Muzzleloader Magazine, which features Kenton on its cover in the current issue, posted a message from Mark Sage on the unveiling:
I thought that the readers of Muzzleloader might like to know that on Saturday, September 17, 2022, Simon Kenton, will be returning to the town of Old Washington (next door to Maysville, Kentucky) in the form of a life-size, bronze statue created by historian, gun builder, collector, violin maker and sculpture artist Earl Lanning. The life-size statue of Kenton is 89 inches high and features wonderful, artistic and historical detail. It will be placed on the site of the old county courthouse in the town of Old Washington, during the Simon Kenton festival. There will be an unveiling of the statue and a dedication ceremony with historians, members of the Piqua Shawnees, artists and notable people in the muzzleloading and frontier history fraternity present, including the statue’s creator Earl Lanning.
Old Washington was incorporated by the Virginia legislature in 1786. It was located near an ancient buffalo road that led down to the Ohio and near Kenton’s Station (established in 1784). Simon had a store in Old Washington and was in fact responsible discovering the area in 1775 while traveling down the Ohio River with Thomas Williams while searching for the cane lands of Kentucky. The two frontiersmen found Limestone Creek with its small harbor and a buffalo road nearby leading into the interior, immediately recognizing the economic and strategic potential of the area.

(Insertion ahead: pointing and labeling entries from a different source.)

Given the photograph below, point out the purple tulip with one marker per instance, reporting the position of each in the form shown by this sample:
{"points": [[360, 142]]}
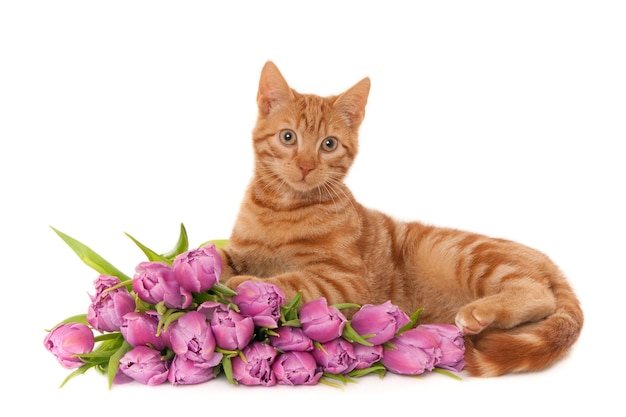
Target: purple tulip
{"points": [[321, 322], [381, 320], [67, 340], [192, 337], [155, 282], [186, 372], [141, 329], [257, 368], [197, 270], [451, 344], [367, 356], [261, 301], [108, 307], [289, 339], [144, 365], [232, 331], [336, 356], [413, 352], [296, 368]]}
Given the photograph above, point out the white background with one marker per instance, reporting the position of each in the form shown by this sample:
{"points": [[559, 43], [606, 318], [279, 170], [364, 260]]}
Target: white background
{"points": [[505, 118]]}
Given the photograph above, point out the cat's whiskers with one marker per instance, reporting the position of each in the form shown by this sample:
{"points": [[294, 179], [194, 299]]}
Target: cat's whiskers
{"points": [[335, 184]]}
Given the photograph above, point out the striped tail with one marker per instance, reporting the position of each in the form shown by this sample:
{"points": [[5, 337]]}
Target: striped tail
{"points": [[528, 347]]}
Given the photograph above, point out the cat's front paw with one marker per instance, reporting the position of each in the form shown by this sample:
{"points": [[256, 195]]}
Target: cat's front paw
{"points": [[473, 319]]}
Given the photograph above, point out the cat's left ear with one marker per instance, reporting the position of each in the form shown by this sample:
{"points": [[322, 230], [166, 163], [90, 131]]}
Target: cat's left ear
{"points": [[352, 103]]}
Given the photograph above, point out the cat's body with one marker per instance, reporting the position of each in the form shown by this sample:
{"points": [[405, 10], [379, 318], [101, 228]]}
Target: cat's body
{"points": [[300, 227]]}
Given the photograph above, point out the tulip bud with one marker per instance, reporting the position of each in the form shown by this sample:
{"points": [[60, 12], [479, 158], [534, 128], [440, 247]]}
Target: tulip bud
{"points": [[367, 356], [67, 340], [140, 329], [336, 356], [256, 369], [192, 337], [412, 352], [186, 372], [321, 322], [261, 301], [144, 365], [197, 270], [288, 339], [109, 306], [380, 321], [296, 368], [451, 343], [232, 330]]}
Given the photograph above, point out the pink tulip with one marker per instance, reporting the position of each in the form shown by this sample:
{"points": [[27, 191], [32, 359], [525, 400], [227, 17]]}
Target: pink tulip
{"points": [[109, 306], [141, 329], [68, 340], [155, 282], [197, 270], [296, 368], [321, 322], [367, 356], [451, 344], [336, 356], [186, 372], [192, 337], [288, 339], [144, 365], [232, 331], [261, 301], [257, 367], [381, 320], [412, 353]]}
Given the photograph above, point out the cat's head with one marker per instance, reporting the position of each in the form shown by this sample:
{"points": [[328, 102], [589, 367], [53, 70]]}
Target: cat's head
{"points": [[305, 143]]}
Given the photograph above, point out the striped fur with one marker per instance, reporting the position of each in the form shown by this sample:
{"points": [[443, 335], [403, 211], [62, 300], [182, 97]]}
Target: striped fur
{"points": [[300, 228]]}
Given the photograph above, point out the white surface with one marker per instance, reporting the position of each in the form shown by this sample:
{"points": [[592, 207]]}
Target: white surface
{"points": [[136, 116]]}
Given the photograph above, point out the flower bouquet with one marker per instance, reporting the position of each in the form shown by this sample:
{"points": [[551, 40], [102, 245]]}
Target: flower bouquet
{"points": [[174, 321]]}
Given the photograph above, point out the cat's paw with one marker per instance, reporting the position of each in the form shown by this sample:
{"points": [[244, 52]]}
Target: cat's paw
{"points": [[473, 319]]}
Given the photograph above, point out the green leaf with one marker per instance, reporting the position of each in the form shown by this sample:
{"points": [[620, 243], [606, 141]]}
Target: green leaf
{"points": [[448, 373], [152, 255], [352, 336], [91, 258], [414, 318], [228, 369], [79, 318], [374, 369], [181, 246], [77, 372]]}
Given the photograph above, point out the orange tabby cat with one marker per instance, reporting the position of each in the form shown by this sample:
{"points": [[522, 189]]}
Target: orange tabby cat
{"points": [[300, 228]]}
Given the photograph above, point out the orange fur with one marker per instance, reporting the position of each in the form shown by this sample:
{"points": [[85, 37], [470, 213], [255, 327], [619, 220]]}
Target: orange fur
{"points": [[300, 227]]}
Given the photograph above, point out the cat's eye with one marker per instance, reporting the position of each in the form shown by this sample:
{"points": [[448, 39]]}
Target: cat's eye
{"points": [[330, 144], [288, 137]]}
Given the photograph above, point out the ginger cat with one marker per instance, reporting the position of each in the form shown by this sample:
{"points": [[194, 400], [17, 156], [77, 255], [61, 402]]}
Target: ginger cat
{"points": [[300, 228]]}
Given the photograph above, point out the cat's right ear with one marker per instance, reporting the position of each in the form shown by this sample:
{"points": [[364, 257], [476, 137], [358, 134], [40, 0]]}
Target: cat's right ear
{"points": [[273, 89]]}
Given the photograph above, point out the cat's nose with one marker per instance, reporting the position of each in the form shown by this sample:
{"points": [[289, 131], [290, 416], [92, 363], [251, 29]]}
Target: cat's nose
{"points": [[306, 168]]}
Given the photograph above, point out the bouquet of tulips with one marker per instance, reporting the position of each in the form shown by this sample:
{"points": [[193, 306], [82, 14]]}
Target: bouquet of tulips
{"points": [[173, 321]]}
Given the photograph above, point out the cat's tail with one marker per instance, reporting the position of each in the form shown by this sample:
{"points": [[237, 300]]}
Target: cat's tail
{"points": [[529, 347]]}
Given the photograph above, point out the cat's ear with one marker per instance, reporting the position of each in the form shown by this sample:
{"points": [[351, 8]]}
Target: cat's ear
{"points": [[273, 89], [352, 103]]}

Simon Kenton built a fort uphill from the river known as Kenton’s Station. He resided there until 1796, assisting many people to locate land and helped protect the frontier during times of Native American conflict.
Sage rightly notes that, while the Wilderness Road through the Cumberland Gap may be the iconic highway to the West, Maysville was actually an equally critical point of entry to Kentucky’s interior, for boat traffic down the Ohio River. That boat traffic was a significant, if less picturesque, adjunct to the pioneers who crossed the Appalachians to reach their Promised Land.
It does my heart good to see this tribute, especially in this iconoclastic era. The wresting of the trans-Appalachian from its native inhabitants, and from the imperial grasp of first the French and then the British, and the American colonization of this heartland, is a fraught tale. Anybody who has read Allan W. Eckert’s narrative The Frontiersmen knows just how dark and bloody this history is.
It is right that we have set aside the old, triumphalist narrative that made this a straightforward victory of civilization over savagery. It is right that we now confront the injustice and destructiveness wrought in the name of American “progress.” We can appreciate the Frontiersman’s Paradox that makes the “Winning of the West” a more ambiguous proposition than it was once perceived.
But there is nothing ambiguous about Simon Kenton’s status.
Simon Kenton is a hero, in every classical sense of the term. He earned his legendary status with his extraordinary prowess and his fundamental nobility, which was recognized by his Shawnee enemies. On Saturday, in solidarity with those who honor Kenton at the Old Washington doin’s, I will fire off a salute to the greatest of all the Frontier Partisans.
Matthew says
This is great news!
deuce says
“It does my heart good to see this tribute, especially in this iconoclastic era.”
Indeed.
It’s sincerely shocking to me that this is coming to fruition in this day and age.